A new weapon exists in the battle of duplicate DLLs

The dynamic link library (DLL) wars continue. Those of you who read this column regularly may remember my series of four columns from Sept. 2 to Sept. 23, 1996, about DLL conflicts. Many inexplicable Windows 95 crashes -- some say most crashes -- are due to differing versions of DLL files installed by different applications.

Until Microsoft issues a bulletproof solution to the problem of conflicting DLLs (and I still haven't heard of any official plan), you can use a freeware tool sent to me by software developer John R. Ball of Out on a Limb Computing. This utility, called Find Dups.exe, searches all your hard drives for DLLs with the same name. It then displays a table with all instances of duplicate DLLs, sorted by name.

Although other choices are available, Ball's utility is uniquely attuned to some peculiar features of Windows 95. For example, FindDups doesn't flag duplicate DLLs that exist in the System and Sysbckup folders. It knows that Windows 95 uses Sysbckup to refresh any essential System DLLs that are changed or corrupted.

FindDups is smart enough to read and display the internal version number of DLLs that support them. This internal numbering system is usually a more reliable way to determine which of two DLLs is newer than checking their date stamps, which are easily changed. (You can check for an internal version number without using a utility by right-clicking a DLL in Explorer, then clicking Properties, Version.)

When you've identified two DLLs with the same name but different version numbers, a double-click in FindDups on either file name opens an Explorer window focused on that folder and file, so you can examine the situation firsthand.
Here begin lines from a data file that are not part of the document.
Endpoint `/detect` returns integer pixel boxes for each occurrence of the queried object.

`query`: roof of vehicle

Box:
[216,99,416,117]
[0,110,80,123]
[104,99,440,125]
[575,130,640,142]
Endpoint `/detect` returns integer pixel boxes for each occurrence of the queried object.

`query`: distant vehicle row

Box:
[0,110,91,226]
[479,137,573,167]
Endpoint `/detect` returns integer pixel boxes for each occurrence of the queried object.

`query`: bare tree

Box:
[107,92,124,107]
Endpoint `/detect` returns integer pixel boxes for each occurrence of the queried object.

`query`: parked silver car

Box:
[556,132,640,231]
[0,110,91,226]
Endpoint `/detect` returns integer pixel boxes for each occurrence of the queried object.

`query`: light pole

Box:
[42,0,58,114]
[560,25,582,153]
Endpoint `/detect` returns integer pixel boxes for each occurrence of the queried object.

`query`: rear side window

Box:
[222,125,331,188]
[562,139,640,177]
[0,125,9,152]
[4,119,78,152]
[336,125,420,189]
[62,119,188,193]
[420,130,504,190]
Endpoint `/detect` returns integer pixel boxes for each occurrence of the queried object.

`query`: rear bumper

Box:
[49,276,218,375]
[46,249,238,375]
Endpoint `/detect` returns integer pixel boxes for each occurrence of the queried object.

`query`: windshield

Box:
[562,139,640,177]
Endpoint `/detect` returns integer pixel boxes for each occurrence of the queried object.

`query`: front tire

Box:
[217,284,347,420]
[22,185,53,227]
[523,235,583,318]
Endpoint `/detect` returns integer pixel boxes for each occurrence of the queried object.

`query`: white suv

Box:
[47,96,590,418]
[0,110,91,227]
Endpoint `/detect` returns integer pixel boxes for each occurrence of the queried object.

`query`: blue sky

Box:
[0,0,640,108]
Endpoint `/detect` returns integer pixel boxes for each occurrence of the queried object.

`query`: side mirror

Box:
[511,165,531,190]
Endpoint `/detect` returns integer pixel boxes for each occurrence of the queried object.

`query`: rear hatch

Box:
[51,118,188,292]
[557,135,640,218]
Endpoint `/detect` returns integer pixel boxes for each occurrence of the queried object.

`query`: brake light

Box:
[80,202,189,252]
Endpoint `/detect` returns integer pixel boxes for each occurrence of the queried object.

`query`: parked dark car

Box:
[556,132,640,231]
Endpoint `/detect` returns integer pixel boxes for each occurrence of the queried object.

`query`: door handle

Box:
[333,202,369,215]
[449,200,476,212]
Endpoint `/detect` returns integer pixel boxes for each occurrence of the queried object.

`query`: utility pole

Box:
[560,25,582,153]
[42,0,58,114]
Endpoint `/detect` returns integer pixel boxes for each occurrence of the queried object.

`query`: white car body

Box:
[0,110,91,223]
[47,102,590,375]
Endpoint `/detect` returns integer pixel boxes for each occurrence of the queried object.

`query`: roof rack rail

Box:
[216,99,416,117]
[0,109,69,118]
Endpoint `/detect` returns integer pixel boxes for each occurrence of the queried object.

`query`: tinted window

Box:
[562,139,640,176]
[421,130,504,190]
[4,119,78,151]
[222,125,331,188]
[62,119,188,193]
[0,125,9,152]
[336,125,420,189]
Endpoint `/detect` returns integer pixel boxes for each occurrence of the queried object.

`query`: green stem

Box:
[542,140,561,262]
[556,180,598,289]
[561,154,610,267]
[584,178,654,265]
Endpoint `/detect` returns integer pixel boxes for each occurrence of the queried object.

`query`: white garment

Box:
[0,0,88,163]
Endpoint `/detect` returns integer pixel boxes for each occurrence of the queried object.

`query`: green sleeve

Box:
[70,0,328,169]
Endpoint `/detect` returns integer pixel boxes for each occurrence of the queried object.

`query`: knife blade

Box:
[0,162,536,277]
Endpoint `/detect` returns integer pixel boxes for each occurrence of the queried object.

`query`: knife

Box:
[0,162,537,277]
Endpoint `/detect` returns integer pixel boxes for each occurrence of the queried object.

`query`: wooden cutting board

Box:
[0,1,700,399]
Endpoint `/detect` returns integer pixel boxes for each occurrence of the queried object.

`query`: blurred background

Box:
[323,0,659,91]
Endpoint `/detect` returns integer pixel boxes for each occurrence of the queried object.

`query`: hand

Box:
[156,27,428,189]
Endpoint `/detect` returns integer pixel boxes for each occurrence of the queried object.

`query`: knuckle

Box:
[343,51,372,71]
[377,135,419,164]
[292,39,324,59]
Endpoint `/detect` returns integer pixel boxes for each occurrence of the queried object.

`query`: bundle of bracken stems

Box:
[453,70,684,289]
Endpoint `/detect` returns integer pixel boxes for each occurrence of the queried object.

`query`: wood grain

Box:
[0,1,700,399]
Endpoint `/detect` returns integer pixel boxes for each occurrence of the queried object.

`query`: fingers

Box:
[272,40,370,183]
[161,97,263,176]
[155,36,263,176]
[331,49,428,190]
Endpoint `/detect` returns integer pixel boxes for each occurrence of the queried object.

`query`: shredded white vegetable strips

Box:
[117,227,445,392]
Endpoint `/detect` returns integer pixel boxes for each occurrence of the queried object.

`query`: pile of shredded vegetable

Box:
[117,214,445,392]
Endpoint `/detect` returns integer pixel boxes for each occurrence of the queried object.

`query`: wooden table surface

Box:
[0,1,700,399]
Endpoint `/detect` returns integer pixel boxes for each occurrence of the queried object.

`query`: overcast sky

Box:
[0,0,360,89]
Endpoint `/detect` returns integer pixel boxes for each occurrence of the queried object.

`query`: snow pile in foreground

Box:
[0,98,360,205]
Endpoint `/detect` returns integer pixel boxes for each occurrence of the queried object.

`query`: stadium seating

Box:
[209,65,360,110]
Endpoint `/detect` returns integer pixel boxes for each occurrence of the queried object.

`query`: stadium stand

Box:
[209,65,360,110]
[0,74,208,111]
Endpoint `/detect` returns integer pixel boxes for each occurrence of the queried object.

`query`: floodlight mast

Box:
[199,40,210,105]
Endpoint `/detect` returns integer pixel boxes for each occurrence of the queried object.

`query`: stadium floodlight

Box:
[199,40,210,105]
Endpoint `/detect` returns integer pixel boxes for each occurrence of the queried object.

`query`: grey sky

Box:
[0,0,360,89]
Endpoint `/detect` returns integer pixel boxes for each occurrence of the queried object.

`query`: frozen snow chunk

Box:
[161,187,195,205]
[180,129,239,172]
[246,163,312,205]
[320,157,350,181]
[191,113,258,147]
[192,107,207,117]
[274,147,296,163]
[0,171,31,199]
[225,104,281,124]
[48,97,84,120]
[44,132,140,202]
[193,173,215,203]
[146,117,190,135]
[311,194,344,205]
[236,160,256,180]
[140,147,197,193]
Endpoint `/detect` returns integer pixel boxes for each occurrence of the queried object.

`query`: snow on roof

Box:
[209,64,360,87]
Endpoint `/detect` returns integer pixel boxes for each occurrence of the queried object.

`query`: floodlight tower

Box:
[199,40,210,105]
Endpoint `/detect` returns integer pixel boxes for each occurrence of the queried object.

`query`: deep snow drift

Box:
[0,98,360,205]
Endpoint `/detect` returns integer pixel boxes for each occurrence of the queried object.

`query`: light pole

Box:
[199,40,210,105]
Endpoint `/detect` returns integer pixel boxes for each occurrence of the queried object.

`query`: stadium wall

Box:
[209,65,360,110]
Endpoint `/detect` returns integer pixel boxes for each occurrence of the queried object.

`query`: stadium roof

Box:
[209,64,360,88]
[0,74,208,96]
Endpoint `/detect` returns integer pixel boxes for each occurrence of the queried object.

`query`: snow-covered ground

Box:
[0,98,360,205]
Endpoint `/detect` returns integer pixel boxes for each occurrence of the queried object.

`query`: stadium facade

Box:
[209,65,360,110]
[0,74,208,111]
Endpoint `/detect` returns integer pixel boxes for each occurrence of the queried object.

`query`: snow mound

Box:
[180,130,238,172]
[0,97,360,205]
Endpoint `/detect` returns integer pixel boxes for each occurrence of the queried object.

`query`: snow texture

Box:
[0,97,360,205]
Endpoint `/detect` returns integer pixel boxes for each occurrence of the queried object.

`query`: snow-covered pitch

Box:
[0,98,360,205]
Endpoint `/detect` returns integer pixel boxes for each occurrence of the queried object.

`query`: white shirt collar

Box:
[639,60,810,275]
When you've found such DLLs, caution is in order. I recommend that you read all four of my September columns before changing anything. (You can read those columns on InfoWorld Electric or obtain back issues of InfoWorld from our customer-service department at [847] 647-7925.) For those who can't wait, however, the general rule is that you want in your Windows or System folders only the newest version of a DLL file. There is no reason to have a DLL in both places, because Windows looks in both folders when a DLL is needed.

Older DLLs loaded by applications can prevent a newer DLL with the same name from being loaded later. For this reason, you should theoretically rename older DLLs to something like MYDLL.OLD. Never change more than one DLL at a time. Test everything, and if an application complains, you can restore a DLL's original name to recover.

However, exceptions abound. Duplicate WINSOCK.DLL files in different folders should be left alone. (Win 95's Sysbckup destroys WinSock files in the System folder used by competitors' Internet browsers, as I revealed in my Sept. 25, 1995, column, "How Microsoft disables rivals' Internet software," page 42.)

The Microsoft applications Office 4.x, Word 6.0, Excel 5.0, PowerPoint 4.0, Project 4.0, and Visual FoxPro 3.0 -- unbelievably -- require older versions of some Microsoft DLLs and won't work with newer versions. If you are running these Microsoft applications, there is no good solution. Similarly, some applications require BWCC.DLL 2.0, whereas others require 1.x.

A zipped version of FindDups can be downloaded from InfoWorld Electric.